FYI: If you listen to “Right Here, Right Now” by Fatboy Slim, the woman in the song who keeps repeating its title is Angela Bassett herself, and her voice in the song was sampled from her dialogue in this scene from Strange Days.
Juliette Lewis is terrific to watch as Faith, who is determined to leave every reminder of her past behind as she attempts to reach out and grab the brass ring every time she sets foot on stage and sings into her microphone. Even if it means entrusting her career to someone like Philo Gant, who is basically Suge Knight in Axl Rose’s body. We see in flashbacks the love between her and Lenny, why he is still so enamored with her after all this time, and how she is determined to keep looking forward and never look back, no matter how much it may cost her to do so.
Vincent D’Onofrio and William Fichtner are both incredibly good in their roles as the LAPD officers who unleash hell all over the city to cover their tracks in their pursuit of Lenny and Mace, and their characters do a very convincing job of being the terrifying representation of what many people feared then, and still fear now, when it comes to cops at their absolute worst.
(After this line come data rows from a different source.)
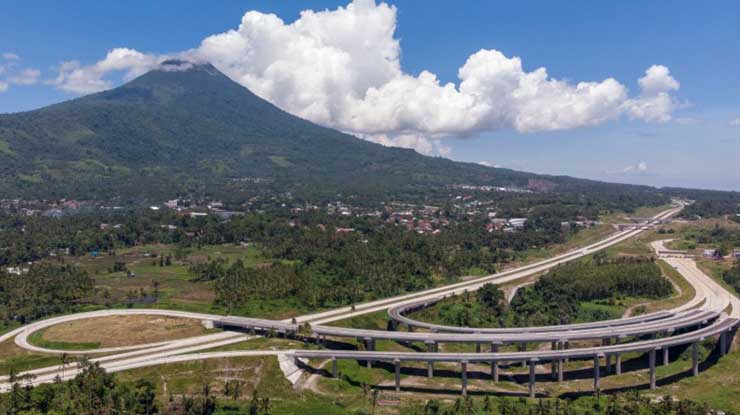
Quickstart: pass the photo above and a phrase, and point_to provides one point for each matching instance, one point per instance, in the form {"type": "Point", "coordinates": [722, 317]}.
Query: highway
{"type": "Point", "coordinates": [712, 312]}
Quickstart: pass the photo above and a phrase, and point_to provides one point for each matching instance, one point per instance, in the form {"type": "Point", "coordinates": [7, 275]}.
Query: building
{"type": "Point", "coordinates": [517, 222]}
{"type": "Point", "coordinates": [711, 253]}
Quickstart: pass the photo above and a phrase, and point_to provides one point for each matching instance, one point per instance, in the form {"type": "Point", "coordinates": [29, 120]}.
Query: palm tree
{"type": "Point", "coordinates": [265, 405]}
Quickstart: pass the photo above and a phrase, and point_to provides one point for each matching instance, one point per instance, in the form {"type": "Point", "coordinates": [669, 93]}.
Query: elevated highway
{"type": "Point", "coordinates": [712, 312]}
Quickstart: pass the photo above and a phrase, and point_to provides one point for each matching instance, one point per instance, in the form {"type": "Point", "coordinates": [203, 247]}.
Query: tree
{"type": "Point", "coordinates": [233, 388]}
{"type": "Point", "coordinates": [145, 398]}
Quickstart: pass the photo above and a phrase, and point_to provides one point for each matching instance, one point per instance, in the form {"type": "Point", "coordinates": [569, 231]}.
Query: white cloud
{"type": "Point", "coordinates": [25, 77]}
{"type": "Point", "coordinates": [341, 68]}
{"type": "Point", "coordinates": [632, 169]}
{"type": "Point", "coordinates": [76, 78]}
{"type": "Point", "coordinates": [655, 104]}
{"type": "Point", "coordinates": [688, 121]}
{"type": "Point", "coordinates": [657, 80]}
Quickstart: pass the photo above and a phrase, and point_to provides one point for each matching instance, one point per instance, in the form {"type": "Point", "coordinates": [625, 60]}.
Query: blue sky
{"type": "Point", "coordinates": [691, 142]}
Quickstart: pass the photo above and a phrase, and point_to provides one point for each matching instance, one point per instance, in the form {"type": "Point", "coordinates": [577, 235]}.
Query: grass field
{"type": "Point", "coordinates": [116, 331]}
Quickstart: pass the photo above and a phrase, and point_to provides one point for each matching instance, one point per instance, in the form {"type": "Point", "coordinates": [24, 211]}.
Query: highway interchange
{"type": "Point", "coordinates": [712, 312]}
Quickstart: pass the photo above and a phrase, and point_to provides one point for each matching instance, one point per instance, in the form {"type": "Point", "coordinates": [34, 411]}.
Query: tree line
{"type": "Point", "coordinates": [557, 297]}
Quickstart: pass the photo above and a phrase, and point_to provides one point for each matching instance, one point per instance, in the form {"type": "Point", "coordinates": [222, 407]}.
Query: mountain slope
{"type": "Point", "coordinates": [177, 130]}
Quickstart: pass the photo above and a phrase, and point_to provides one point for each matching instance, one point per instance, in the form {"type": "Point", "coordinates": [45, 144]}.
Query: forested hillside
{"type": "Point", "coordinates": [172, 132]}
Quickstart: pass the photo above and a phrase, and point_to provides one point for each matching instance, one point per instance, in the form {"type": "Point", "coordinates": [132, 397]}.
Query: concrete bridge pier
{"type": "Point", "coordinates": [431, 346]}
{"type": "Point", "coordinates": [370, 346]}
{"type": "Point", "coordinates": [561, 362]}
{"type": "Point", "coordinates": [523, 348]}
{"type": "Point", "coordinates": [464, 373]}
{"type": "Point", "coordinates": [666, 356]}
{"type": "Point", "coordinates": [532, 364]}
{"type": "Point", "coordinates": [553, 363]}
{"type": "Point", "coordinates": [597, 373]}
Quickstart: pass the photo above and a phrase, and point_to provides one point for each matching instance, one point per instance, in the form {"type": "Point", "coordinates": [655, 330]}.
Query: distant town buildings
{"type": "Point", "coordinates": [711, 253]}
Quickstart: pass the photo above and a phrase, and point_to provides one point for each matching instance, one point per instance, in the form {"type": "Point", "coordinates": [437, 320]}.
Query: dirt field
{"type": "Point", "coordinates": [123, 330]}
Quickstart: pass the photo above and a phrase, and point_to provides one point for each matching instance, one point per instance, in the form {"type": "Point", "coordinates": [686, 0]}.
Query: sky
{"type": "Point", "coordinates": [636, 92]}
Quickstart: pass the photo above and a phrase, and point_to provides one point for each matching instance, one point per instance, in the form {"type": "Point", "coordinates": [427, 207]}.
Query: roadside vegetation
{"type": "Point", "coordinates": [598, 288]}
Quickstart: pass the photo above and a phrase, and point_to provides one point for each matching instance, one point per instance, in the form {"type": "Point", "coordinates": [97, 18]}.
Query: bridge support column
{"type": "Point", "coordinates": [597, 374]}
{"type": "Point", "coordinates": [430, 364]}
{"type": "Point", "coordinates": [652, 368]}
{"type": "Point", "coordinates": [553, 364]}
{"type": "Point", "coordinates": [464, 373]}
{"type": "Point", "coordinates": [666, 356]}
{"type": "Point", "coordinates": [532, 364]}
{"type": "Point", "coordinates": [523, 348]}
{"type": "Point", "coordinates": [494, 363]}
{"type": "Point", "coordinates": [561, 363]}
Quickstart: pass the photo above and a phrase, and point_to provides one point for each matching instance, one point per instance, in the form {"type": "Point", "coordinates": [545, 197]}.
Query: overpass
{"type": "Point", "coordinates": [712, 312]}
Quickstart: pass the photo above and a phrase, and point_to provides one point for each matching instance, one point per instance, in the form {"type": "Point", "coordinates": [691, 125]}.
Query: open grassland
{"type": "Point", "coordinates": [116, 331]}
{"type": "Point", "coordinates": [14, 358]}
To see the damage they’re willing to inflict onscreen, and not think of the dozens of names and recorded incidents that have protesters marching and saying Black Lives Matter, is almost an impossibility.
If you’ve seen Strange Days, then you may already be convinced of its greatness, and have been nodding your head in agreement while reading this. If you haven’t seen Strange Days? If you haven’t seen Kathryn Bigelow once again make many other action film directors look like amateurs in comparison, and if you would also like something else to watch on New Year’s Eve besides Ryan Seacrest, Anderson Cooper, and Kathy Griffin talking over cacophonous crowds as the ball drops? Strange Days is a highly recommended choice for your viewing pleasure.